Research:
Inspired by the discourse of Keller Easterling and James Corner, my thesis research utilizes drawing and mapping to study how human activity shapes, and is shaped by the built environment. Building from the work of architects and theorists such as Bernard Tschumi and Rem Koolhaas, I am implementing activity as a software that shapes and inscribes the urban fabric, applying “active form’’ through different community interventions.
This research discovers how we can make “active forms” physical through interventions that offer public, culture, and community spaces on the street level. In initial studies, these interventions happen through hacking and repurposing permits and road objects to create dance parties, fashion shows, theaters, skate parks, markets, and shelters that populate the street. This model can be generated across distances to manipulate the urban software and instruct how the city fabric performs, promoting urban leisure through public, community-sensible spaces.
Speculative Research Drawings: Street Interventions
Design:
Unmeasurable Spaces is the synthesis of earlier research on “object and active forms” and a further look into the increase of digital surveillance in society. While creating street interventions in the same vein as the research drawings, Unmeasurable Spaces also explores how public space can encourage more physical interactions in an increasingly digital world.

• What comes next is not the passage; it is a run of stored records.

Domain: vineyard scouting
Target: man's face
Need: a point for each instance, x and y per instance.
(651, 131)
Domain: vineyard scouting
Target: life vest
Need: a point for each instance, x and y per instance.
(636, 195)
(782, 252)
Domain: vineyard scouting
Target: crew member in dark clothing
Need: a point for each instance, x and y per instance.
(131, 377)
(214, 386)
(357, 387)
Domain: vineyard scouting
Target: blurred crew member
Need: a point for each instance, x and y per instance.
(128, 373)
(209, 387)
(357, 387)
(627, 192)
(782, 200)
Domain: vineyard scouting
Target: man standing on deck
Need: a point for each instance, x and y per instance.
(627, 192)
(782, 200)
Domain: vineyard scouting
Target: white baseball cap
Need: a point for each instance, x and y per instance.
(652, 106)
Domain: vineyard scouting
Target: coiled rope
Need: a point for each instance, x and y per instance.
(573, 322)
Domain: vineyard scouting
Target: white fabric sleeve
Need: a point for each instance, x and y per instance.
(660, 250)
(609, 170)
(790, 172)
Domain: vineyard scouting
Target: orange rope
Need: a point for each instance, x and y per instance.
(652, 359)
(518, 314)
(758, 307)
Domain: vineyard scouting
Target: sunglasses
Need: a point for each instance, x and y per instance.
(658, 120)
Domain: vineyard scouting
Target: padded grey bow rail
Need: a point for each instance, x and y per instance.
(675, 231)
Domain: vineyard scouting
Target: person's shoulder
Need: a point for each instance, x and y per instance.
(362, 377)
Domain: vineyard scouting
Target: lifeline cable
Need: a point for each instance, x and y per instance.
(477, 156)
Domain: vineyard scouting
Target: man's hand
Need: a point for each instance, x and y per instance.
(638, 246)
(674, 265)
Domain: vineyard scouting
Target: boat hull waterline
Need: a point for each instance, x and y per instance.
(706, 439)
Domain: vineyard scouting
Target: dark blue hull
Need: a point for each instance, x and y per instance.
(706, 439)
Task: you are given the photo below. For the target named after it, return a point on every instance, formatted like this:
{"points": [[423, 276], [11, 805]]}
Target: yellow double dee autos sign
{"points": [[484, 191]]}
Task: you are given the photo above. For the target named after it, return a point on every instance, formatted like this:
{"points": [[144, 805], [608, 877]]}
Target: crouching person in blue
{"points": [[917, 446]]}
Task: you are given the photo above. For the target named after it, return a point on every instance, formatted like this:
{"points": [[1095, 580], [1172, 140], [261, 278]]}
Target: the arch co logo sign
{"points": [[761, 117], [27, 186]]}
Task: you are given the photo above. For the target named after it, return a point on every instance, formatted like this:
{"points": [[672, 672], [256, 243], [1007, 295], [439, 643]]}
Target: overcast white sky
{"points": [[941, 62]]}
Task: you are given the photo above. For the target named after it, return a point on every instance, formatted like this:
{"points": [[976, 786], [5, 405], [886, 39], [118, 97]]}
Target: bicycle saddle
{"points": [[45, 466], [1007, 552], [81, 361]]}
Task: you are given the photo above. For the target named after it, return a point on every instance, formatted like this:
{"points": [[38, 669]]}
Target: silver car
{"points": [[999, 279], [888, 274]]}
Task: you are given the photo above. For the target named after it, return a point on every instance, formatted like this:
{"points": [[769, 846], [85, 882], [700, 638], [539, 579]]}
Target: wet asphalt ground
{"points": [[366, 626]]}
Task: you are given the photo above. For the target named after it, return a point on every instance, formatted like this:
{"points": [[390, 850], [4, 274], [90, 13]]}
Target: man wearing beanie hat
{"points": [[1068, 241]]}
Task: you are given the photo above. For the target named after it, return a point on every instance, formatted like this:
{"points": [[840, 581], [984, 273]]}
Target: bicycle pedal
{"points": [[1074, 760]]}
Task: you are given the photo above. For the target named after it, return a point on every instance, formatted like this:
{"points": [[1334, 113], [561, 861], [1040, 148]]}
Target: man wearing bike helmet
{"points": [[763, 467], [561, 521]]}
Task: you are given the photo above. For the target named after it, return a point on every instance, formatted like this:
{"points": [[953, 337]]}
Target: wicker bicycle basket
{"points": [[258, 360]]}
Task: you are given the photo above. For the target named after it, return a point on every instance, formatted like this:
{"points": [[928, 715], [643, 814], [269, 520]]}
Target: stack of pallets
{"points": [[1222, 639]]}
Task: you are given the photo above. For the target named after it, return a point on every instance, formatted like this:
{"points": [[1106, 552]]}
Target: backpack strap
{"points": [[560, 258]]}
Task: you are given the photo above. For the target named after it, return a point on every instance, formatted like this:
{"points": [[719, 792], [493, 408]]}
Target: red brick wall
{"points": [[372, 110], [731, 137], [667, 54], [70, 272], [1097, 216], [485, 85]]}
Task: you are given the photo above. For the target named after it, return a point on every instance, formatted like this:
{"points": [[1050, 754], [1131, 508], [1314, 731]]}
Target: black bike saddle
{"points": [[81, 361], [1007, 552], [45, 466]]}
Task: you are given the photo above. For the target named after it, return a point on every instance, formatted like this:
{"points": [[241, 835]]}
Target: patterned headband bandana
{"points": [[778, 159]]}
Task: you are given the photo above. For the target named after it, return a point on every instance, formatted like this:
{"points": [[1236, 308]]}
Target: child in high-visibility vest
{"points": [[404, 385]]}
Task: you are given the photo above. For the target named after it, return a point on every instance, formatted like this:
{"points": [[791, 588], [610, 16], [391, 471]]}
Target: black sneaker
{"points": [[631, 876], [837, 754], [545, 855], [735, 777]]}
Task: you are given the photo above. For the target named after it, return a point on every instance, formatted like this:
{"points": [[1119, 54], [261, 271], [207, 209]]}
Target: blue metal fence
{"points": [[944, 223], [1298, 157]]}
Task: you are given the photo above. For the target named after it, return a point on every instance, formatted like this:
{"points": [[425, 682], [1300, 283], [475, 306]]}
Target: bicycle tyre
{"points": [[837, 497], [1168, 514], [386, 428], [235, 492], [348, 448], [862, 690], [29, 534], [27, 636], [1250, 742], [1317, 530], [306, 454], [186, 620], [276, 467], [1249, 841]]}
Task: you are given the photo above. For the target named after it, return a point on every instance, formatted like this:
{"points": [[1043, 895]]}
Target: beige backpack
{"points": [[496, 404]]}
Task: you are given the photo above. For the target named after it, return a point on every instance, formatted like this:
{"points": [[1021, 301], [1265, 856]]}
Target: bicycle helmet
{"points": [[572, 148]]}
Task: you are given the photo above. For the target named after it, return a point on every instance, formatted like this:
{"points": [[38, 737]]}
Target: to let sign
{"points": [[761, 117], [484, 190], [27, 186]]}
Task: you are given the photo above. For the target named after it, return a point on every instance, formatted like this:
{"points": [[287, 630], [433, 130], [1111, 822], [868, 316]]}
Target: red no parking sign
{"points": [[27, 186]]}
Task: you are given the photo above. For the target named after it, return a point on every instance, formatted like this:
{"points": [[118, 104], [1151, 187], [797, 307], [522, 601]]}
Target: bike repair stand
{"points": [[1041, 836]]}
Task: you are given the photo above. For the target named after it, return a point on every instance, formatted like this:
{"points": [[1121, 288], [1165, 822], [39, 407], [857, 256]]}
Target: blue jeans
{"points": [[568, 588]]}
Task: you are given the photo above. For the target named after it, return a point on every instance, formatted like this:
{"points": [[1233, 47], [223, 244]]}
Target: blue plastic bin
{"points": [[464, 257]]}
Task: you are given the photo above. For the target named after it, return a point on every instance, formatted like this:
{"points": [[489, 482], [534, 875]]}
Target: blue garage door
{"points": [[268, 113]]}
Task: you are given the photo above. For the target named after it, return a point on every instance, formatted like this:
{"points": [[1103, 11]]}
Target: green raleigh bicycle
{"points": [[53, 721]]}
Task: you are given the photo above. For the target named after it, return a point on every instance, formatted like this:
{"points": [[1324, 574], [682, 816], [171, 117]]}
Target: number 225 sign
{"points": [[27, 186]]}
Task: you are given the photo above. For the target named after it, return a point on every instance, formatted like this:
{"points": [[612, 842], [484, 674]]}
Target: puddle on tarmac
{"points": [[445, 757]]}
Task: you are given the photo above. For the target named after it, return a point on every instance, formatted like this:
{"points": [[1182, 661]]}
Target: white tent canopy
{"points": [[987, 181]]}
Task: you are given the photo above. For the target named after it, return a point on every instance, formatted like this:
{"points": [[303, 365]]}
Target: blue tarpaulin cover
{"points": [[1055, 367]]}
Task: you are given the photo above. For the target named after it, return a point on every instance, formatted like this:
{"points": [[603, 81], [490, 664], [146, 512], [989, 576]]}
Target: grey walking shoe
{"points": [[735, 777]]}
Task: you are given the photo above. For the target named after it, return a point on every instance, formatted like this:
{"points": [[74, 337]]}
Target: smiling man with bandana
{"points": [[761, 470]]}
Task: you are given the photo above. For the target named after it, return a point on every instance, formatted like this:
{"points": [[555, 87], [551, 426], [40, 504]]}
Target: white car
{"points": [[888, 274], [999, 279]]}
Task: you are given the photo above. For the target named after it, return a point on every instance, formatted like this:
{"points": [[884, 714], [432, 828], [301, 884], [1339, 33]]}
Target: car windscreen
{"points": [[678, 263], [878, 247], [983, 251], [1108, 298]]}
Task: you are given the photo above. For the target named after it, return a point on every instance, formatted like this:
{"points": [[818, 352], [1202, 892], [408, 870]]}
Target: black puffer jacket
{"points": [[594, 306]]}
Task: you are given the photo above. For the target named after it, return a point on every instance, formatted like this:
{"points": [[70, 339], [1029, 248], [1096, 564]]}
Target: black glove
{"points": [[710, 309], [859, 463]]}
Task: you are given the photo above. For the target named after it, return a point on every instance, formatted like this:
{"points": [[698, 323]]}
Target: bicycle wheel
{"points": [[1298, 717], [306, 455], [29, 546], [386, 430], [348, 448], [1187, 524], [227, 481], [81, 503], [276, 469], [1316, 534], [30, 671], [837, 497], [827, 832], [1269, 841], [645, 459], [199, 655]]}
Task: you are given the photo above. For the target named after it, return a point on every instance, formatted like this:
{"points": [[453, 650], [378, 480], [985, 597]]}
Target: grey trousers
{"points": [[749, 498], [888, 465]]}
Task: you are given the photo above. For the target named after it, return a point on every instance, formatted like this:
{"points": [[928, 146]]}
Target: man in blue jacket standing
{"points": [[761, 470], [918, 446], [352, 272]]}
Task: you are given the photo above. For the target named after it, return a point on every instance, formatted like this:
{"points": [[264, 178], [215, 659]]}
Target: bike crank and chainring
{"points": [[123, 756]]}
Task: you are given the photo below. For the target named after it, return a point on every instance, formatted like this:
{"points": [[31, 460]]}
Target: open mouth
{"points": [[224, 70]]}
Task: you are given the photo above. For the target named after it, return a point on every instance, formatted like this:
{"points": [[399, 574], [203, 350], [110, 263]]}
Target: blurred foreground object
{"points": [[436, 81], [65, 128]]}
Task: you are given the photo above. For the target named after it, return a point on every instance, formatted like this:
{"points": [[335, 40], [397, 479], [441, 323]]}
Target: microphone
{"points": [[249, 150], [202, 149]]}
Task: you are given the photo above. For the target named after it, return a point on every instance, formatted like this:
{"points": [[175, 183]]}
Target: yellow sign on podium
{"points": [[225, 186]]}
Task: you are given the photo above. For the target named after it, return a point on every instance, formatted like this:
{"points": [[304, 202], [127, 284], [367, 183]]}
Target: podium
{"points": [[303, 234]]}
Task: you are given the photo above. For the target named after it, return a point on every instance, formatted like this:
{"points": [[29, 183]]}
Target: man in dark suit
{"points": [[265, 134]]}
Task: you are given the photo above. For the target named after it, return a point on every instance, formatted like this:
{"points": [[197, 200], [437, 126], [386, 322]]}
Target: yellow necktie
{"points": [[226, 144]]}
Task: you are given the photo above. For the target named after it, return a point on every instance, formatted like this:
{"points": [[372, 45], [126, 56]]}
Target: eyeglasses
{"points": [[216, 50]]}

The design consists of a series of public pavilion installations that use a formal and material language to subvert five digital measuring systems: CCTV cameras, thermal imaging, sound detection, depth mapping, and geolocation cell towers. To provide agency to the public and relief from the surveillance and subsequent commodification of life in the city, the subversive intentions are implemented on a spectrum, establishing a variety of pavilions that allow users to choose the level of digital interaction and surveillance with which they are comfortable.